Prasad H B, Puranik S C, Kadam D B, Sangle S A, Borse R T, Basavraj A, Umarji P B, Mave Vidya, Ghorpade S V, Bharadwaj R, Jamkar A V, Mishra A C
B.J. Medical College Clinical Research Site, Pune.
J Assoc Physicians India. 2011 Aug;59:498-500.

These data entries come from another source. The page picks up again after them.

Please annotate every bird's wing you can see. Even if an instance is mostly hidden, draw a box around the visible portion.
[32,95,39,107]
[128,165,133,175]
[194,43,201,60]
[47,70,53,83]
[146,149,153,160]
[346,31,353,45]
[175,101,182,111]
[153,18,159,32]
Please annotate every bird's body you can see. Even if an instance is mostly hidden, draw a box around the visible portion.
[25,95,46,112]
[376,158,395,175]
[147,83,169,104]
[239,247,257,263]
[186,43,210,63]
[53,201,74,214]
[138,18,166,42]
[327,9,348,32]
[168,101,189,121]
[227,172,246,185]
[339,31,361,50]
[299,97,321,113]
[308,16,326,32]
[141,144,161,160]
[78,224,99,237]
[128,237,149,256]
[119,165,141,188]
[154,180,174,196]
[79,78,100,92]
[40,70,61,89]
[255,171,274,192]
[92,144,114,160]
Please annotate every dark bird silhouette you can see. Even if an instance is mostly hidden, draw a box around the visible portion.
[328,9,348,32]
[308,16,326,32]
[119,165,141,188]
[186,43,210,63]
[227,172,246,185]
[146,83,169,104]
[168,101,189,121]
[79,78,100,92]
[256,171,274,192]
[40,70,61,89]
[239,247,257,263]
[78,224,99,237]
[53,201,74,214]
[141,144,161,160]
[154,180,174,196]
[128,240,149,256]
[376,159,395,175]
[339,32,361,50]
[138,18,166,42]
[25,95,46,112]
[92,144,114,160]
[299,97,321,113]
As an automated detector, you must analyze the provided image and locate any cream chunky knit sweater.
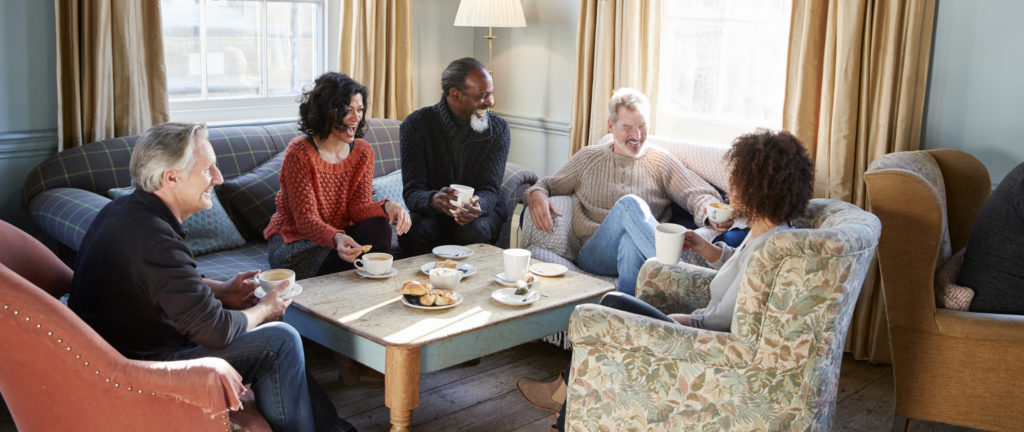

India reported its first case of H1N1 in July 2009 in Pune and since then, the number of reported cases and deaths exploded in India. Since very little data is available about histopathological findings in patients of H1N1 fatal cases in India, a retrospective chart analysis of necropsy findings of 15 cases of 2009 H1N1 fatal cases was performed. Common clinical features were fever, cough, and breathlessness followed by sore throat and rhinorrhea. Common lung findings were mononuclear cell infiltration, thick alveolar septae, intraalveolar hemorrhage. The other findings were congested pulmonary blood vessels, pulmonary edema, cytomegaly, fibrin accumulation and formation of eosinophilic membrane. These findings are suggestive of diffuse alveolar damage (DAD) and DAD with hemorrhage. All patients who underwent necropsy had radiographic findings suggestive of unilobar or multilobar pneumonia. This clinical finding can be correlated pathologically in these patients as all of them had either polymorphonuclear or mononuclear infiltrate. Furthermore, necrotizing pneumonitis pattern seen on these patients is the likely cause of mortality in these patients. Although clinical ARDS pattern was noted in all these patients, it was well correlated in lung pathology in all these cases.
2009年7月,印度在浦那报告了首例甲型H1N1流感病例,自那时起,印度报告的病例数和死亡人数激增。由于关于印度甲型H1N1流感死亡病例的组织病理学发现的数据非常少,因此对2009年15例甲型H1N1流感死亡病例的尸检结果进行了回顾性图表分析。常见的临床特征为发热、咳嗽和呼吸急促,其次是喉咙痛和流鼻涕。常见的肺部表现为单核细胞浸润、肺泡间隔增厚、肺泡内出血。其他表现为肺血管充血、肺水肿、细胞肿大、纤维蛋白积聚和嗜酸性膜形成。这些发现提示弥漫性肺泡损伤(DAD)和出血性DAD。所有接受尸检的患者的影像学表现均提示单叶或多叶肺炎。这一临床发现可以在这些患者中得到病理学上的关联,因为他们所有人都有中性粒细胞或单核细胞浸润。此外,这些患者出现的坏死性肺炎模式可能是其死亡原因。尽管所有这些患者都出现了临床急性呼吸窘迫综合征(ARDS)模式,但在所有这些病例中,其与肺部病理学表现密切相关。